It may just be a simple corporate realignment of priorities, but Australia's mining unions are worried that the programmed job cuts by global miner Rio Tinto PLC could create a ripple effect in the country's mining sector.
An excavator works at a Rio Tinto coal mine in the Hunter valley north of Sydney in this undated handout photograph obtained May 2, 2010.
CFMEU likewise said the rising domestic costs and continued lower world prices in the Asian market, which Rio Tinto PLC cited as major reasons for its' downsizing, is a reality even other miners face, and this could possibly affect other projects in the Galilee Basin.
"If you've got Rio Tinto PLC, them as a multinational laying people off, and then you've got these huge mega mines that are going to start in the Galilee Basin, you have to question how viable they're going to be and what else is going to happen to the thermal coal industry in Queensland," CFMEU district president Steve Smyth was quoted as saying by Australian Mining.

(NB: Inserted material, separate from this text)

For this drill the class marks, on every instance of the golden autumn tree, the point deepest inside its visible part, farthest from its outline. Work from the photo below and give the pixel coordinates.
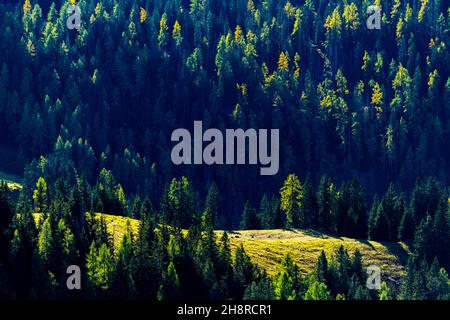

Rio Tinto PLC may just be very well the first domino to fall in the region, the ABC reported. A precedent that could signal more job cuts from the other mines.

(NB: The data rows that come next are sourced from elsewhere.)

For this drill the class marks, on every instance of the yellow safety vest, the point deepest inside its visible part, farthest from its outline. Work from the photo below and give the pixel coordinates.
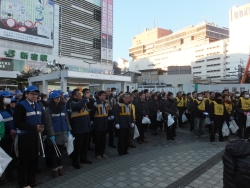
(229, 107)
(245, 103)
(180, 102)
(123, 111)
(218, 109)
(83, 112)
(201, 105)
(99, 112)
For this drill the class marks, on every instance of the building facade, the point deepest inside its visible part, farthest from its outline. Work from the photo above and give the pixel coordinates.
(69, 32)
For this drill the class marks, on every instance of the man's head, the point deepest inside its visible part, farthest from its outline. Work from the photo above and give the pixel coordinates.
(102, 96)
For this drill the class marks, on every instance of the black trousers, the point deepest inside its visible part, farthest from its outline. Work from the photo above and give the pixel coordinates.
(56, 161)
(191, 122)
(123, 140)
(26, 173)
(242, 127)
(7, 145)
(100, 142)
(111, 132)
(141, 129)
(81, 144)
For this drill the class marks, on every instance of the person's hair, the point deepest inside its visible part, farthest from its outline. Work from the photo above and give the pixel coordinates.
(101, 92)
(74, 92)
(141, 93)
(1, 102)
(84, 90)
(169, 94)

"If Rio Tinto are doing theirs then obviously Xstrata and others who are also in the thermal game will be looking at what they may do next," Mr Smyth.
"Rio, whether or not they're doing it because ... profitability's gone out of the market or they've got some issues I really don't know, but it certainly will make other thermal producers sit up and think and obviously in the Galilee Basin as well."